The closest I have to a sister, is my best friend in Finland. We became pen-pals in 1992, so for nearly 19 years we've developed a close friendship.  She has 3 younger brothers, so we are the sisters each other never had :-) I've made my dream-come-true twice, visiting Finland in 2002 and 2010. My most recent visit was almost completely different than my first trip (we are both married, and have children now) but it was amazing! My Finnish family and friends are great. One of the things that didn't change was feeling the closeness of having a sister. Even if just for a few weeks, the opportunity to travel, hang out, chat, shop, etc... with a "sister" is like no other.

Is it weird that I wonder what it is like to have a sister? Why do I even try to think about it? Does anyone else ever think about this? It's something I will never fully comprehend.

I think deep down I need to get out more, and get away from being a mother, a wife, a housekeeper, even if for just a few hours. Time to propose the idea of a sisters (in-law) night!

Saturday, February 5, 2011

One Of Those Days

Today is just one of those days. I feel agitated. I feel stressed. I feel like it takes every ounce of strength to keep the tears from falling. I know once they do, it takes so long to stop, so I fight it hard sometimes.

It all comes down to the age old problem of "so much to do, so little time". It seems my plate has run over, and everything is spilling down...all over the place.
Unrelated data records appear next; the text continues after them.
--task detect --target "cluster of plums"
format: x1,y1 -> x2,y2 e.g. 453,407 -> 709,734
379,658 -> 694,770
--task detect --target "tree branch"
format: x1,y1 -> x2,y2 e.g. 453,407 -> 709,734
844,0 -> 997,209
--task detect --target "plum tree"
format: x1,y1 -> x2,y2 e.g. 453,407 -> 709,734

I struggle to keep up with the day to day tasks, which makes it near impossible to get around to anything else. And by anything else I mean additional work I'd like to do for my daycare business (planning more activities, etc.), getting the house organized, TAXES, other items on my to-do list, and finally, things that I WANT to do.
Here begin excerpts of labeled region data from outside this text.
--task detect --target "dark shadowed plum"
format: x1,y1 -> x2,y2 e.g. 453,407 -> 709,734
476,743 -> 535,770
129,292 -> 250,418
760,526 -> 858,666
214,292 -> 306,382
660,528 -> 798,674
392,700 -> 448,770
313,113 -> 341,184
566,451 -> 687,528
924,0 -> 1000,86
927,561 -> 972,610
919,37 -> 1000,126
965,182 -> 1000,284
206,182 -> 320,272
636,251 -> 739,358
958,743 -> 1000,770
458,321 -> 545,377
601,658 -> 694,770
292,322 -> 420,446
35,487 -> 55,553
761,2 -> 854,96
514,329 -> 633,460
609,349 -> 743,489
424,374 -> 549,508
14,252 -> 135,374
I want to sew, I want to take more photos, I want to get some of my favorite photos printed, I want to exercise, I want to write-everyday, I want to play with the kids without having a to-do list on my mind, I want to be happy, I want to find that part of me that has been lost in the shuffle.
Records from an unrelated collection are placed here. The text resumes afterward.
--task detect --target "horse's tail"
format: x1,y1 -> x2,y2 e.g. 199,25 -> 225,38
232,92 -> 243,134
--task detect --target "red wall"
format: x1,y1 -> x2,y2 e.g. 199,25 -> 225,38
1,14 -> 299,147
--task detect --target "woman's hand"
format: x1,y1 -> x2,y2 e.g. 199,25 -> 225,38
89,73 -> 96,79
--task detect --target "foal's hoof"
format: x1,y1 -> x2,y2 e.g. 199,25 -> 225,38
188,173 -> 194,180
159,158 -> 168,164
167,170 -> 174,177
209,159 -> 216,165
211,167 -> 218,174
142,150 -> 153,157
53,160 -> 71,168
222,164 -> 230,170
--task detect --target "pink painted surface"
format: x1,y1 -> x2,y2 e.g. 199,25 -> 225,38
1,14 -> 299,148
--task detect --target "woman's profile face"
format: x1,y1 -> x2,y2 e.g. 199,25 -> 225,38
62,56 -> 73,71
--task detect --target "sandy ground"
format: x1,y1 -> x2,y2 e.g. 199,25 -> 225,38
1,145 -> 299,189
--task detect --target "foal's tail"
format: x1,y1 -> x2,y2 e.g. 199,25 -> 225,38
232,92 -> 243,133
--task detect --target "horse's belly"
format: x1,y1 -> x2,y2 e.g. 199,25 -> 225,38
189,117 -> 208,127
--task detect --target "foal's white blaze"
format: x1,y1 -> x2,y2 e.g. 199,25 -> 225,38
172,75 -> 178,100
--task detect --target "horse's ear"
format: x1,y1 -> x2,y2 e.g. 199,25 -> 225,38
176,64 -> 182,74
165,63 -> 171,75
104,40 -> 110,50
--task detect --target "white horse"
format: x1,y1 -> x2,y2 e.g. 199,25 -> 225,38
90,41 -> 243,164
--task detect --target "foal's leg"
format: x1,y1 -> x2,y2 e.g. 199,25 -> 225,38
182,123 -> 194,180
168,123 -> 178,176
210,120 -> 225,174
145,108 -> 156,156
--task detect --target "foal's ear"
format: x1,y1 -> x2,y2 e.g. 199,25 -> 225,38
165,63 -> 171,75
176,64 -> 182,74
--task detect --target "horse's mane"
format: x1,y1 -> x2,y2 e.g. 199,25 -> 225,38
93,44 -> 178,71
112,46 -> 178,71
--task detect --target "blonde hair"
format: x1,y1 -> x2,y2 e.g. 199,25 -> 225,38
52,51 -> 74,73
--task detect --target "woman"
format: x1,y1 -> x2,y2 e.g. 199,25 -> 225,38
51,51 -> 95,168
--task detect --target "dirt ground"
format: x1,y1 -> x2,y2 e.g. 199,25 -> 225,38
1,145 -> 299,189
I do want to add that I love my children more than anything. They are amazing! I have a hard time just plopping them in front of the TV so that I can do my thing...and when I DO do that, it is usually to clean up the kitchen/dishes or run some laundry. I try to let them play on their own (minus the TV) and some days they can get along with each other while they play together or separately, and some days it only lasts so long before they can't leave each other alone and I have to intervene. I try to let them work things out; but I know the point in which I need to step in before someone gets injured.

Am I being selfish in thinking that I should be able to do something for me every once in a while? Does becoming a mother really mean that you have to give up everything about yourself because you are all about your children now? To a point maybe. I know I love to spend time with my children. I do all I can to keep them safe, protected, clothed, fed, etc... They are my life.

But, I have lost me. Deep down I don't feel the kind of 'happy' that I should. I am having a difficult time finding the right balance in life that will allow me the happiness that I truly desire. "If mama's not happy, nobody's happy", right? I want my kids to be happy in life.

This is a big problem, and I need to work on it NOW before I let too much time pass us by.